Interviewers like Christiane Amanpour might hail “one of the purest notes in music history,” but Baez sees herself, in reflection, as “just the right voice at the right time.”

“I Am a Noise” uses some childhood reenactments to recreate that childhood, and snippets of animation to provide visuals for the vast archives of audio recordings of her tape-recorder-mad father, her own taped letters and reflections.

We see performances from the last stretches of the tour she didn’t want to call “a farewell,” with her small band — son Gabriel Harris was her percussionist — and the film uses snippets of those shows and samples her scores classic live performances over the decades.

She revisits her brief, youthful and celebrated affair with Bob Dylan and her role in legitimizing his career and songwriting. We see their soulful and sometimes playful joint stage appearances, and note how her rural New York home is still decorated with images of Bob.

It’s a somewhat sprawling and almost ungainly film, years in the making, very revealing and yet notably incomplete.
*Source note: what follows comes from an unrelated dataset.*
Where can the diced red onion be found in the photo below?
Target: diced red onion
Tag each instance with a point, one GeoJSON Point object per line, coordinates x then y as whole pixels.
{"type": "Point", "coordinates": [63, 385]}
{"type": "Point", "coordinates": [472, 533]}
The great love affairs — male and female — leave off Apple founder Steve Jobs, and the weight of late life allegations of abuse by their father, which Baez and her folk-singing younger sister Mimi Fariña made, necessarily burdens the movie’s third act.

The focus is narrowly on Joan and her family, with only rare outside voices of authority glimpsed in archival interviews placing Baez on the pedestal music and cultural history built for her.

But her reflections on a life lived in the public eye are insightful and her memories of the many landmark civil rights events she participated in and help popularize an invaluable record of her era.

When folk singer and actor Theodore Bikel (“The African Queen,” “The Defiant Ones”) introduced Baez onto the stage at the 1960 Newport Folk Festival, his few simple words set up all the acclaim that her later life would live up to.

It was a rare thing, Bikel noted, to have a “great singer and musician” wrapped up in someone who is also “a great human being.”

Rating: unrated, drug content, abuse discussions, some profanity

Cast: Joan Baez, Pauline Baez, Gabriel Harris, Joan Baez Sr., with archival interviews/etc. with Bob Dylan, Mimi Fariña, Richard Fariña and David Harris

Credits: Directed by Mira Navazsky, Maeve O’Boyle and Karen O’Connor. A Magnolia release.